A Áustria tem há bastante tempo uma extrema-direita forte com o Partido da Liberdade, que em 1999 obteve o primeiro lugar nas eleições legislativas e formou governo com o Partido Popular Austríaco (ÖVP). Desde 2007, o país é governado por uma coalizão do ÖVP com a social-democracia (SPÖ). Nas eleições locais deste ano o Partido da Liberdade dobrou sua votação, alcançando 30% dos votos. O partido popular obteve a melhor votação, com 36,4% (mas caiu dez pontos percentuais) e a social-democracia perdeu seis pontos, ficando com 18,4%. Recentemente, pesquisas de intenção de voto nacionais apontam o Partido da Liberdade em primeiro lugar, com 30%.

Desde 2010 a Hungria é governada pelo partido conservador Fidesz, do presidente Viktor Orban, em coalização com o partido popular democrata cristão. O Fidesz é o partido mais popular do país, tem maioria em todas as assembleias estaduais e governa a maioria das prefeituras. As últimas eleições também viram o crescimento da extrema-direita, com traços neonazistas, Jobbik, de 2,2% em 2006 para 20,3% em 2014. Análises indicam aproximação entre os dois partidos em torno de uma agenda ultranacionalista.

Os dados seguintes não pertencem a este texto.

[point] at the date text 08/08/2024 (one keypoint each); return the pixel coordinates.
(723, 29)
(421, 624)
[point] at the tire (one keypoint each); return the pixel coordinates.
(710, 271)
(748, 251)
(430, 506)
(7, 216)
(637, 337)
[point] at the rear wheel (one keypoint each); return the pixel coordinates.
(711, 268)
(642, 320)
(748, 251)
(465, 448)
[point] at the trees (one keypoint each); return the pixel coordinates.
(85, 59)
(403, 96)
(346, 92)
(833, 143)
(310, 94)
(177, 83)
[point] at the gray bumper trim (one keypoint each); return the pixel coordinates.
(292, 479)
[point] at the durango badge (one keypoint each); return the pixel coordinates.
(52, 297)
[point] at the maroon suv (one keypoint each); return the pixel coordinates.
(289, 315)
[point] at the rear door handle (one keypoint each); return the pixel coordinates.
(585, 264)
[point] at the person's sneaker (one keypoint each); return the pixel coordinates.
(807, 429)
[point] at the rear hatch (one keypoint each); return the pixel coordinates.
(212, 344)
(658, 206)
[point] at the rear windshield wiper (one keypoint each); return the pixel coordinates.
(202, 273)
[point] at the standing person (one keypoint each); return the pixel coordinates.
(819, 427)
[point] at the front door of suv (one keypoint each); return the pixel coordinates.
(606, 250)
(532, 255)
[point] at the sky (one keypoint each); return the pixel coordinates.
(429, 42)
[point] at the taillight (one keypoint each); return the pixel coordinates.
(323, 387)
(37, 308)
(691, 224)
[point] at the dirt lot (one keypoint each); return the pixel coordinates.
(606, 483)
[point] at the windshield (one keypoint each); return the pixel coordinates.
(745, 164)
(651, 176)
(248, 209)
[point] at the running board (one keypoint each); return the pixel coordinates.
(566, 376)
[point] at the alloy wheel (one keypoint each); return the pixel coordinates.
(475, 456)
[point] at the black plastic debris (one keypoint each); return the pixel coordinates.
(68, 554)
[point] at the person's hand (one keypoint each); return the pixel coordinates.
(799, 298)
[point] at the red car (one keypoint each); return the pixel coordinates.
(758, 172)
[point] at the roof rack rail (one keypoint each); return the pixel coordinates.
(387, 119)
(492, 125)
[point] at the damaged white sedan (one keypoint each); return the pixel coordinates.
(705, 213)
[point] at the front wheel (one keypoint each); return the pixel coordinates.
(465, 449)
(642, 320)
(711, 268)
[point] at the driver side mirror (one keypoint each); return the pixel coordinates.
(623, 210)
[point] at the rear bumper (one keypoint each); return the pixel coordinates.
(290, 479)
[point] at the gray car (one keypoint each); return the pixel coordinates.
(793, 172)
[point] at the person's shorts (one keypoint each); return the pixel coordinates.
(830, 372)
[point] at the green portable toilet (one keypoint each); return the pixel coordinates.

Na Itália, embora o Partido Democrático lidere uma coalizão centrista em âmbito nacional e governe 15 das 20 regiões do país, o crescimento da direita se expressa atualmente em duas frentes: por um lado a aliança da Liga do Norte com um movimento neofacista chamado CasaPound. A Liga do Norte, que começou como um partido separatista, mudou seu foco nos últimos anos, se expandindo para outras regiões do país. Com o desgaste de Berlusconi (partido Força Itália), parece estar em curso uma mudança na liderança deste segmento, para a figura de Matteo Salvini. A outra frente veio do expressivo resultado alcançado em 2013 pelo movimento Cinco Estrelas, do ex-comediante Beppe Grillo (25% dos votos). Embora o Cinco Estrelas adote um discurso quase antipolítico, contra a esquerda e a direita, seu alinhamento no Parlamento Europeu sinaliza a direção: integraram o grupo Europa pela Liberdade e Democracia Direta, ao lado de partidos como o Ukip e os Democratas Suecos. Apesar do bom desempenho em 2013, divergências internas e a manutenção de uma posição “antipolítica” têm dificultado resultados concretos para o Cinco Estrelas. Ainda que o movimento mantenha um discurso de horizontalidade nas decisões, na prática a liderança de Grillo já tem causado divisões: das eleições de 2013 a abril deste ano, 35 parlamentares (entre 163 deputados e senadores) deixaram o partido. As próximas eleições nacionais só ocorrem em 2018, mas no ano que vem as eleições municipais devem ser um termômetro para o enraizamento do Cinco Estrelas. Nas eleições deste ano, em sete regiões, o partido de Grillo esteve na segunda ou terceira posição, com votações entre 15% e 25%.